Global Mineral Professionals Alliance launches tailings initiative

The Global Mineral Professionals Alliance announced the launching of the Global Action on Tailings initiative aimed at dealing with the challenges around mine waste, particularly tailings.

The GMPA is an organization comprised of the Australasian Institute of Mining and Metallurgy; the Canadian Institute of Mining, Metallurgy and Petroleum; the Peruvian Institute of Mining Engineers; the Institute of Materials, Minerals and Mining; the Southern African Institute of Mining and Metallurgy, and the Society for Mining, Metallurgy and Exploitation.

During a meeting held in Denver, Colorado, the members of the Alliance agreed on the urgency of examining tailings from the perspective of disposal and closure, as well as of advancing discussions related to tailings management, tailings reprocessing/repurposing and ultimately, moving towards tailings elimination.

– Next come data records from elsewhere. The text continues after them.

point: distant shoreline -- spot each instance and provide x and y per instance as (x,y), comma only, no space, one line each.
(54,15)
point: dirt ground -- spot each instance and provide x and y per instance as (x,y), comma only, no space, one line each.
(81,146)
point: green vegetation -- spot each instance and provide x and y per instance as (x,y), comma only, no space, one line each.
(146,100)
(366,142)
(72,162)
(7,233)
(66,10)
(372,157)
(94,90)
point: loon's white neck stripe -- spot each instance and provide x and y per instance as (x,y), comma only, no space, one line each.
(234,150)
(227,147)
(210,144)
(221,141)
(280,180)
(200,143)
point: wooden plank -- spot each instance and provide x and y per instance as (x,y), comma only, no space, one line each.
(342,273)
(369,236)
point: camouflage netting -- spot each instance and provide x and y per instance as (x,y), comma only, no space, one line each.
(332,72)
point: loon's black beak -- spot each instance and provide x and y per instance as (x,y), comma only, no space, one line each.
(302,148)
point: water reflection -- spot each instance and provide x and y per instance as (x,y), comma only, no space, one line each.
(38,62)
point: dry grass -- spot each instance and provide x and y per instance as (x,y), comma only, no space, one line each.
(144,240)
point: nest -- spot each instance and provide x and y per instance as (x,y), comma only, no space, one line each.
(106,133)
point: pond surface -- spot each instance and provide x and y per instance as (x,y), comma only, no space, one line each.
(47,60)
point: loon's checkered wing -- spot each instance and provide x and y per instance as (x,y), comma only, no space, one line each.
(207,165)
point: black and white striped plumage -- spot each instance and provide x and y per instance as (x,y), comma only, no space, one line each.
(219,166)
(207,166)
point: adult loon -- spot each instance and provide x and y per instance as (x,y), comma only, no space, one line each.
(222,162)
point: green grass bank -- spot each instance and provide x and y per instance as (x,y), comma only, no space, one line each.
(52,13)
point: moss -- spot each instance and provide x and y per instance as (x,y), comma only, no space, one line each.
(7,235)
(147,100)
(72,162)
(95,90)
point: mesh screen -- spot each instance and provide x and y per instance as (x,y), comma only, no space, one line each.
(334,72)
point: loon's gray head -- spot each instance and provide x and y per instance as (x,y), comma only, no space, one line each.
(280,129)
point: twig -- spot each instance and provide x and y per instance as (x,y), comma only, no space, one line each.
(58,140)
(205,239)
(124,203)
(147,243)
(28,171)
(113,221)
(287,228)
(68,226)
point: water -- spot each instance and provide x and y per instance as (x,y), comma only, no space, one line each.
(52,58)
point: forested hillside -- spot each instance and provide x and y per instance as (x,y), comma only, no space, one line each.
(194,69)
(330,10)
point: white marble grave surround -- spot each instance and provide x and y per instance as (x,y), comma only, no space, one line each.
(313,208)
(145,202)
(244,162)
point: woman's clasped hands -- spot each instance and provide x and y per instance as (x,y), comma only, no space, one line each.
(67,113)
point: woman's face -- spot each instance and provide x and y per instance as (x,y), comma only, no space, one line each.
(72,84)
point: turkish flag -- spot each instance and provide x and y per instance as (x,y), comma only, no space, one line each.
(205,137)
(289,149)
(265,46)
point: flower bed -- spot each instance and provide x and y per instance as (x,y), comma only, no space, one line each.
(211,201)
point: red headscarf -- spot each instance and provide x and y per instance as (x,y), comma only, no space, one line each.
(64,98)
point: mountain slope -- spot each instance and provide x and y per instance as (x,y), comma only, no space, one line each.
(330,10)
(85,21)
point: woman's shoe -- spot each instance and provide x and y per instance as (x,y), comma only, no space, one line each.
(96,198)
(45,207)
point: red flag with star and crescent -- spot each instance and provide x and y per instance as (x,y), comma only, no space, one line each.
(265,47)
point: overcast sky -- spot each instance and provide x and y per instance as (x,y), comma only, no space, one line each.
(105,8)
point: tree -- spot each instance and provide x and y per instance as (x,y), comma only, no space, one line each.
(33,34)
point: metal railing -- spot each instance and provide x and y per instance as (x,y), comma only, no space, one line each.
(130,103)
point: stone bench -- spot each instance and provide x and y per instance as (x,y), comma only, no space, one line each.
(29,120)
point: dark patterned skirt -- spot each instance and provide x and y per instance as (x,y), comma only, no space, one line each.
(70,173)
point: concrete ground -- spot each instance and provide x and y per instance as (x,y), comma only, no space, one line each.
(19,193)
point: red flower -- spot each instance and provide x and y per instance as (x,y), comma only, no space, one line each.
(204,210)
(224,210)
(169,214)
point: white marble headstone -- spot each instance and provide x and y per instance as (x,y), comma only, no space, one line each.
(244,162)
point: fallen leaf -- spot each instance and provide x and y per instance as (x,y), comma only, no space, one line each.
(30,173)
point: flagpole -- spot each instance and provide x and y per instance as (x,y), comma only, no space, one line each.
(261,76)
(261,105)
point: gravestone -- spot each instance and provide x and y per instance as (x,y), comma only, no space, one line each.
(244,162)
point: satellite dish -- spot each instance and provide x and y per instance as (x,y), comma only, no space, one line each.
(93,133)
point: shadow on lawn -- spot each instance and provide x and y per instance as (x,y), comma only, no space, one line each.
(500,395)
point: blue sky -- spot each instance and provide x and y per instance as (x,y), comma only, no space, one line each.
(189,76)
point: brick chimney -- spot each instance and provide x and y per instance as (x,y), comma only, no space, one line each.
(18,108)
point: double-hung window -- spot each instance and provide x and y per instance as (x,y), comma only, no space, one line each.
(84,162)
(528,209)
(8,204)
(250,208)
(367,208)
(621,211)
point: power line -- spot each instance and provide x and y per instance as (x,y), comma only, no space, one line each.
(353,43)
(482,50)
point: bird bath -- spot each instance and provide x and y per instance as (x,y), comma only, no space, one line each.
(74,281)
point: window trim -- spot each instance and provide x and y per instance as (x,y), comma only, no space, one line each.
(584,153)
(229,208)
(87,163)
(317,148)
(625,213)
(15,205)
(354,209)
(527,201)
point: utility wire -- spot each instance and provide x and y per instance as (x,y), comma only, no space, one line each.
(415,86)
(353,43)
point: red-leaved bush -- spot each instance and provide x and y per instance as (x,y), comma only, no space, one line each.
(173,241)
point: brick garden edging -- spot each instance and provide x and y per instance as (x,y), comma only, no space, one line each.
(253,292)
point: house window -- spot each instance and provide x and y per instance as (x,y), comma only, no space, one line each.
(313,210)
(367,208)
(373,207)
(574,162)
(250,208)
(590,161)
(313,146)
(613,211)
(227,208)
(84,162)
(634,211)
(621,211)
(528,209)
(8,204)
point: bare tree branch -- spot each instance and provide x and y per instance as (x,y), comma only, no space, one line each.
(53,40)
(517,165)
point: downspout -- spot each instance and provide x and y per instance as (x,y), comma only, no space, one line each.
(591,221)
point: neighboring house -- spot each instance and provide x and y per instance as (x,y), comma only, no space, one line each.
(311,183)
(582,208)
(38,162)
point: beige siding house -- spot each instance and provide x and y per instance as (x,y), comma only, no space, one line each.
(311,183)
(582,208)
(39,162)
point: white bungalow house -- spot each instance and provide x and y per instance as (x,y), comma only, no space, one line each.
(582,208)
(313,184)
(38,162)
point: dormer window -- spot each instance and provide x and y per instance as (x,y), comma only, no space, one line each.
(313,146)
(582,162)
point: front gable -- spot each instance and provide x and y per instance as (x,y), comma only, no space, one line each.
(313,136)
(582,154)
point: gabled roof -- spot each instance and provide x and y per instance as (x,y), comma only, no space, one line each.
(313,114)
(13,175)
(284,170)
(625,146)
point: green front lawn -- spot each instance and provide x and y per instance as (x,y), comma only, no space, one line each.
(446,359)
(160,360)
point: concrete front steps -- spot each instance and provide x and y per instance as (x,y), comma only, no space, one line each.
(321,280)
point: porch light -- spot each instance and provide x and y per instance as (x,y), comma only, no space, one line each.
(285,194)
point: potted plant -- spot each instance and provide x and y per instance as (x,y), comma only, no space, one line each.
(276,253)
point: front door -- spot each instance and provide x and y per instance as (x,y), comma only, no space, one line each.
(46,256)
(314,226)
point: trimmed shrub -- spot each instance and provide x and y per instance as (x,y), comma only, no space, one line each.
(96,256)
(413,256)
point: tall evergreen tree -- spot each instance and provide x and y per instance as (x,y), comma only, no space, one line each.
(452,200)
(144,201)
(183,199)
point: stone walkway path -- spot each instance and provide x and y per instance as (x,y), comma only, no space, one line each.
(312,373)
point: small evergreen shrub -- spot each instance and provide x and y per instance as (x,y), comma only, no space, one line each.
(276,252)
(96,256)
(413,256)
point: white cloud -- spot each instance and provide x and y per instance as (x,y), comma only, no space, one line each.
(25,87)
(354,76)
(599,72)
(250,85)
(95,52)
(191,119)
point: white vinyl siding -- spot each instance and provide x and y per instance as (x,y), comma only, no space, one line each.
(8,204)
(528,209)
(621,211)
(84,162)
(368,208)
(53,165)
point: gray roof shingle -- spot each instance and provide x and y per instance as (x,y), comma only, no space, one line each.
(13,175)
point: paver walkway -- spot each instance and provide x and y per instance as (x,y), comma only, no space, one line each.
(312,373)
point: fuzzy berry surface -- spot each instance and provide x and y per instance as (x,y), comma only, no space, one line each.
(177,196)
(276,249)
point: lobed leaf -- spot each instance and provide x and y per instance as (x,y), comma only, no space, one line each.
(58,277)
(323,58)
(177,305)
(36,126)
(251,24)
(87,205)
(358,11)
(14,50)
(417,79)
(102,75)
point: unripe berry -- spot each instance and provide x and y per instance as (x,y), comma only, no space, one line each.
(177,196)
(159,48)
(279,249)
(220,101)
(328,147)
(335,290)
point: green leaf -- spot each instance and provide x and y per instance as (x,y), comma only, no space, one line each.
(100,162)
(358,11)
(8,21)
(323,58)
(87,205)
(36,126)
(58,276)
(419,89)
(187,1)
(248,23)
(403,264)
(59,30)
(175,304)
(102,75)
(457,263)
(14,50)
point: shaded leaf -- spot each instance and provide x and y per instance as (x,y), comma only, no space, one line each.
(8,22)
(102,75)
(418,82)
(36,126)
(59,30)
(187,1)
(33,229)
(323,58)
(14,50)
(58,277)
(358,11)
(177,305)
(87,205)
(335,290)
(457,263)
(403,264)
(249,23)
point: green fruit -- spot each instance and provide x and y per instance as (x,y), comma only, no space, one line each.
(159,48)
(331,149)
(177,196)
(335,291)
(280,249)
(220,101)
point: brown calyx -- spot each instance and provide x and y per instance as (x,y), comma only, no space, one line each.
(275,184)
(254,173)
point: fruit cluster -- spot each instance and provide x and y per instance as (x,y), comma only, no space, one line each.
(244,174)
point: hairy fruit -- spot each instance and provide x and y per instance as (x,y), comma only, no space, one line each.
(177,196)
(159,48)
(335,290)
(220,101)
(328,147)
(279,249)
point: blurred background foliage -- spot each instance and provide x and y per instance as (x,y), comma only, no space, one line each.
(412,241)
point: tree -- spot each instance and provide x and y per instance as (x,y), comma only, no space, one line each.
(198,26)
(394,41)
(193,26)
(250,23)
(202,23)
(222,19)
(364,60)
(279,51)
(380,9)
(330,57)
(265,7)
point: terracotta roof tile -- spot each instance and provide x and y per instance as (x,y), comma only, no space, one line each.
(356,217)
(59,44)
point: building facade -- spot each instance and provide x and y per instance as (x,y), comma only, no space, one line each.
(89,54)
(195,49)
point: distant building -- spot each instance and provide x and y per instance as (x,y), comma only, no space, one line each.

GMPA members want to address the significant challenges associated with tailings management at existing impoundments.

“Today, tailings management is the most pressing issue facing the minerals sector,” Janice Zinck, President of the Canadian Institute of Mining, Metallurgy and Petroleum, said in a media statement. “Collectively, the GMPA has thousands of experts in all aspects of mining and milling relating to tailings generation, reprocessing and management, making its members well-poised to address this complex topic from a scientific, fact-based perspective.”

According to the GMPA, those involved in the initiative are going to form working groups to address the different topics at hand. Some of the units will focus on data collection, others on dissemination of existing best practices, and others on gathering case studies and research. Each’s work will be documented on the GMPA Global Action on Tailings website.

“This important initiative will help us apply expertise and knowledge to address this significant challenge,” said Serena Best, President of the Institute of Materials, Minerals and Mining, known as IOM3. “IOM3’s members have significant experience in these issues and the Institute itself holds an immense amount of research material from across the world on all aspects of tailings management,” she added.

All the organizations involved in the initiative have said that they will establish tailings teams.

Mining companies, professional groups, industry organizations, and academics have expressed renewed interest in tailings management following the disaster that took place in late January at Vale’s Corrego do Feijão operation, where a tailings dam collapsed killing more than 300 people.